Sempre que se defende o respeito de um direito ou garantia fundamental, os incautos entendem que se está soerguendo a bandeira da impunidade. Impõe-se, pois, alguns esclarecimentos para, desde já, debelar essa falaciosa correlação. Não se defende a impossibilidade de revistas pessoais, mas tão somente uma ponderação entre a necessidade investigativa e o direito à intimidade e liberdade do cidadão. O que se rechaça é tão somente uma autorização prévia e geral para a abordagem das pessoas — presumidamente inocentes, diga-se de passagem — sem que exista uma fundada suspeita de cunho objetivo e verificável concretamente.

Em arremate, a fundada suspeita tem que ser objetivamente posta e não subjetivamente pressuposta pelos agentes policiais, sob pena da restrição legal ao direito de livre locomoção se transmudar em violação desse direito fundamental. Esse é o busílis!

As recentes decisões do STJ, elencadas no corpo do presente texto, no sentido de condicionar a legalidade da revista pessoal à existência prévia de critérios objetivos de fundada suspeita, mostram que o Tribunal da Cidadania está direcionando a jurisdição ao seu legítimo fim em um Estado Democrático de Direito: assegurar, de forma contramajoritária, os direitos fundamentais, a despeito das distorcidas repercussões que essa escolha garantista venha a ecoar na opinião pública.

[1] LOPES JUNIOR, Aury. Direito Processual Penal. São Paulo: Saraiva, 2014, p. 739

[2] Disponível em: https://cesecseguranca.com.br/reportagens/pesquisa-mostra-que-63-das-abordagens-policiais-feitas-no-rio-tem-como-alvo-pessoas-negras/, acesso em 15/6/2022.

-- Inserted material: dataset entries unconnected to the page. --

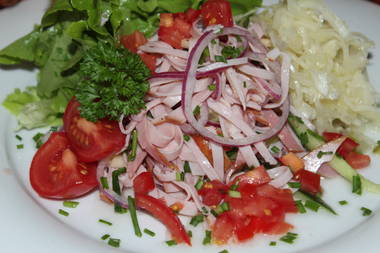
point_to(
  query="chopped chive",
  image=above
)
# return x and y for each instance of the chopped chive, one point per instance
(70, 204)
(38, 139)
(294, 185)
(199, 184)
(105, 222)
(171, 243)
(132, 154)
(115, 179)
(275, 149)
(104, 237)
(197, 110)
(63, 212)
(149, 232)
(196, 220)
(132, 211)
(357, 185)
(366, 211)
(207, 238)
(289, 237)
(312, 205)
(186, 167)
(300, 206)
(186, 137)
(119, 209)
(114, 242)
(211, 87)
(343, 202)
(220, 58)
(179, 176)
(234, 194)
(272, 243)
(104, 182)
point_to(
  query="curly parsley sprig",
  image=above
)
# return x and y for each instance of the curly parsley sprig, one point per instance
(113, 82)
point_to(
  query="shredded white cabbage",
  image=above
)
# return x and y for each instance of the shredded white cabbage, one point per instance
(329, 84)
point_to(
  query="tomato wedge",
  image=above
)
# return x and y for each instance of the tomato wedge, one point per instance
(216, 12)
(56, 173)
(164, 214)
(91, 141)
(144, 183)
(310, 182)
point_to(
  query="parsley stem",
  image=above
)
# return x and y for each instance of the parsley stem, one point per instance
(132, 211)
(132, 154)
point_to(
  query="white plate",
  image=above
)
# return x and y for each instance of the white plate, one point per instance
(31, 224)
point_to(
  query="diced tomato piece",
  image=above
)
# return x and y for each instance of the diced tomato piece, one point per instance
(357, 160)
(256, 176)
(213, 192)
(216, 12)
(247, 228)
(292, 161)
(191, 15)
(223, 229)
(56, 173)
(144, 183)
(91, 141)
(283, 197)
(310, 181)
(164, 214)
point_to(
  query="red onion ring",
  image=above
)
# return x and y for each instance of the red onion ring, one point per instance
(188, 90)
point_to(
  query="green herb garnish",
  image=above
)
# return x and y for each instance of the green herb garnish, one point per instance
(113, 83)
(132, 211)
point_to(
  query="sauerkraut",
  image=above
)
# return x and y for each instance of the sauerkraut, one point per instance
(329, 85)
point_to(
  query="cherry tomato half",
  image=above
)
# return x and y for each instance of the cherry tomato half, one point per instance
(91, 141)
(56, 173)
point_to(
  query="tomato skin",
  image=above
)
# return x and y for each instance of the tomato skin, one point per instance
(213, 192)
(216, 12)
(358, 161)
(55, 172)
(166, 215)
(310, 181)
(144, 183)
(223, 229)
(91, 141)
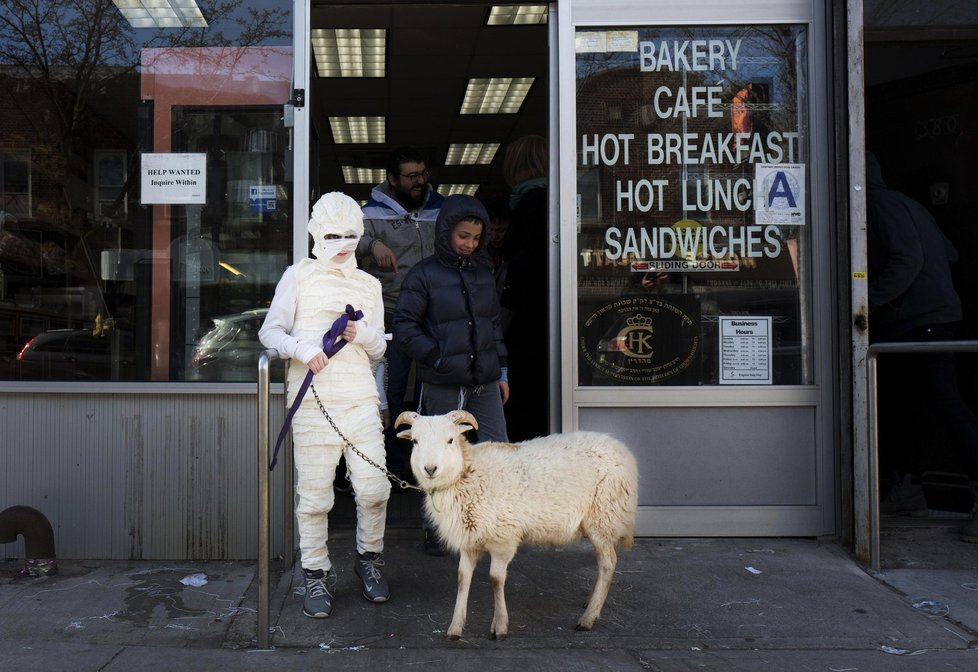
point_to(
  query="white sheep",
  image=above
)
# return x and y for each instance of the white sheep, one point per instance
(548, 491)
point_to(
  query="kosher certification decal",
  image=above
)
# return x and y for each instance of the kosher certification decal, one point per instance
(640, 341)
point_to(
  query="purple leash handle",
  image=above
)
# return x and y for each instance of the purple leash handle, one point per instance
(332, 343)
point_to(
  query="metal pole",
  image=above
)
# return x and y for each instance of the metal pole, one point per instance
(873, 486)
(264, 540)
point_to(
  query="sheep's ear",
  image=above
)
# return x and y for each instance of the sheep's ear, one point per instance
(459, 417)
(406, 418)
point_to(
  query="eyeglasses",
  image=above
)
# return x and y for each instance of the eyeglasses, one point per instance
(417, 177)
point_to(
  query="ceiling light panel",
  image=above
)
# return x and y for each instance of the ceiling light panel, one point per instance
(354, 175)
(496, 95)
(162, 13)
(350, 52)
(473, 153)
(452, 189)
(358, 130)
(509, 15)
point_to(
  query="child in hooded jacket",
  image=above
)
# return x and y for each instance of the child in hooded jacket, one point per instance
(447, 320)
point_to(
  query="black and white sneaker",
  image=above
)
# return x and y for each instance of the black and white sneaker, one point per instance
(317, 602)
(367, 567)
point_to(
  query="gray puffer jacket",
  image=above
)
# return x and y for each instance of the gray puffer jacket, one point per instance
(410, 235)
(447, 316)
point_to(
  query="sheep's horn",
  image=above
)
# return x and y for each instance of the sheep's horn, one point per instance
(406, 418)
(458, 417)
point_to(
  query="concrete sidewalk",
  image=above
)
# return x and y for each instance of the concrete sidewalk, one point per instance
(675, 604)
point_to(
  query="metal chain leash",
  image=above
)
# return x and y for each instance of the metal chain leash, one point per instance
(400, 481)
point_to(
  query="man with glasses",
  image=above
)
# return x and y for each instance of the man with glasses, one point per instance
(399, 231)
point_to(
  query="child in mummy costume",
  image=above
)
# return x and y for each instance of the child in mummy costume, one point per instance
(309, 297)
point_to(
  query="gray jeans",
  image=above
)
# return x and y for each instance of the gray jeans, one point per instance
(483, 401)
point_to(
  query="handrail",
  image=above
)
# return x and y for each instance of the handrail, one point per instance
(264, 537)
(872, 354)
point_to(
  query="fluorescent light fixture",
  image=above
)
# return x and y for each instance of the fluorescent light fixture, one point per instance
(473, 153)
(496, 95)
(350, 52)
(229, 268)
(354, 175)
(162, 13)
(509, 15)
(358, 130)
(450, 189)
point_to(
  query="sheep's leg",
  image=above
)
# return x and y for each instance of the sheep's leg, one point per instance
(607, 559)
(501, 558)
(467, 561)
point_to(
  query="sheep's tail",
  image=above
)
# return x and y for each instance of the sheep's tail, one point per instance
(616, 501)
(625, 491)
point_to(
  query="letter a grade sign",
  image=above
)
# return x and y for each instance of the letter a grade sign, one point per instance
(780, 197)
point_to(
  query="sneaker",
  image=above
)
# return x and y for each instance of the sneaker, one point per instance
(903, 498)
(317, 602)
(367, 567)
(433, 545)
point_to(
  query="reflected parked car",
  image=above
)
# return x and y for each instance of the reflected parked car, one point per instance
(75, 354)
(229, 350)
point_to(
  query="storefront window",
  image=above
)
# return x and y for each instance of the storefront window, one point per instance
(694, 211)
(146, 212)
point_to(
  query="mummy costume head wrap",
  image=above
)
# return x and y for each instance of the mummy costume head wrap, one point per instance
(339, 215)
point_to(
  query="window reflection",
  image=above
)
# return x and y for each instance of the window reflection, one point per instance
(96, 281)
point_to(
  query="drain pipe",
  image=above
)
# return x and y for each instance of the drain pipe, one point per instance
(38, 538)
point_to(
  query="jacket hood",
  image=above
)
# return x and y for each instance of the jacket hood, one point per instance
(874, 174)
(453, 209)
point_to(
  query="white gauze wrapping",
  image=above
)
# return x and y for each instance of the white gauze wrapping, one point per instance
(337, 214)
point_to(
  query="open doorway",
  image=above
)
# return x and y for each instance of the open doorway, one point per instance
(921, 88)
(422, 63)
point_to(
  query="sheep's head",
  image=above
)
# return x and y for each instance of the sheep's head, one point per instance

[3] ROSA, Alexandre Morais da. Guia do Processo Penal conforme a teoria dos jogos. 6ª ed. Florianópolis: Emais, 2021, p.625

[4] Colaciona-se outras decisões nesse sentido: RHC nº 142.588/PR rel. ministro Olindo Menezes, 6ª, T., DJe 31/5/2021; HC nº 659.689/DF, rel. ministro Sebastião Reis Júnior, 6ª, T., DJe 18/6/2021; (HC nº 638.591/SP, rel. ministro Sebastião Reis Júnior, 6ª T., DJe 7/5/2021.